Reporters sans frontières mentionne la Suisse comme un pays quasiment exemplaire en matière de liberté de la presse, alors que c’est loin d’être le cas en réalité. La quasi totalité des périodiques suisses appartiennent à deux ou trois groupes de presse qui s’accordent pour tromper systématiquement le public sur de nombreux faits fondamentaux. Tout d’abord, la politique néolibérale est systématiquement présentée comme la seule politique concevable. Quiconque propose une autre politique est soit censuré, soit tourné en dérision. Les médias suisses s’accordent systématiquement pour s’abstenir de dénoncer la corruption du milieu politique local, alors que ce milieu a légalisé et institutionnalisé la corruption à son propre profit.
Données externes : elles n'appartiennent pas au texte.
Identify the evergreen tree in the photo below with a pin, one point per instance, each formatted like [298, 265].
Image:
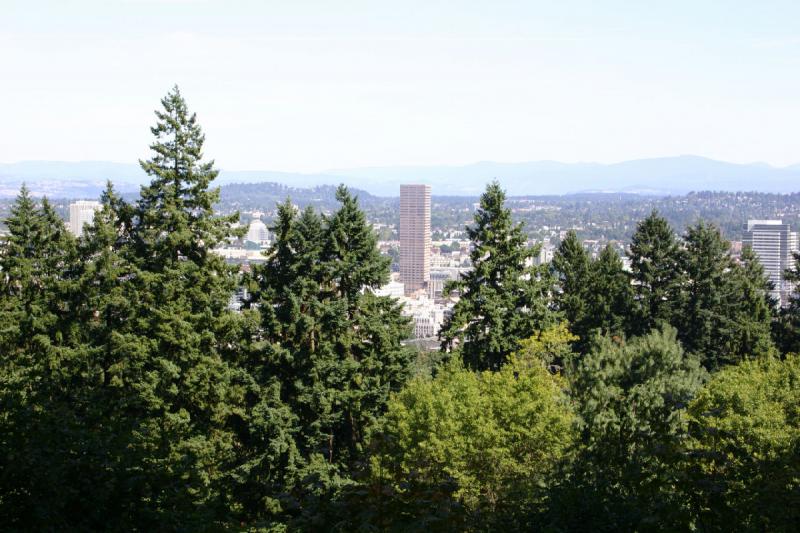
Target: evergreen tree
[756, 310]
[186, 387]
[706, 324]
[656, 260]
[727, 315]
[571, 267]
[630, 399]
[36, 263]
[502, 300]
[332, 346]
[609, 298]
N’importe quel élu peut siéger, à titre privé, dans les conseils d’administration de dizaines de sociétés qui, chacune, lui versent un pot-de-vin hypocritement appelé "jeton de présence". Non seulement les médias suisses ne dénoncent pas cette corruption, mais ils font l’éloge des élus les plus corrompus en louant leur "engagement au service de l’économie".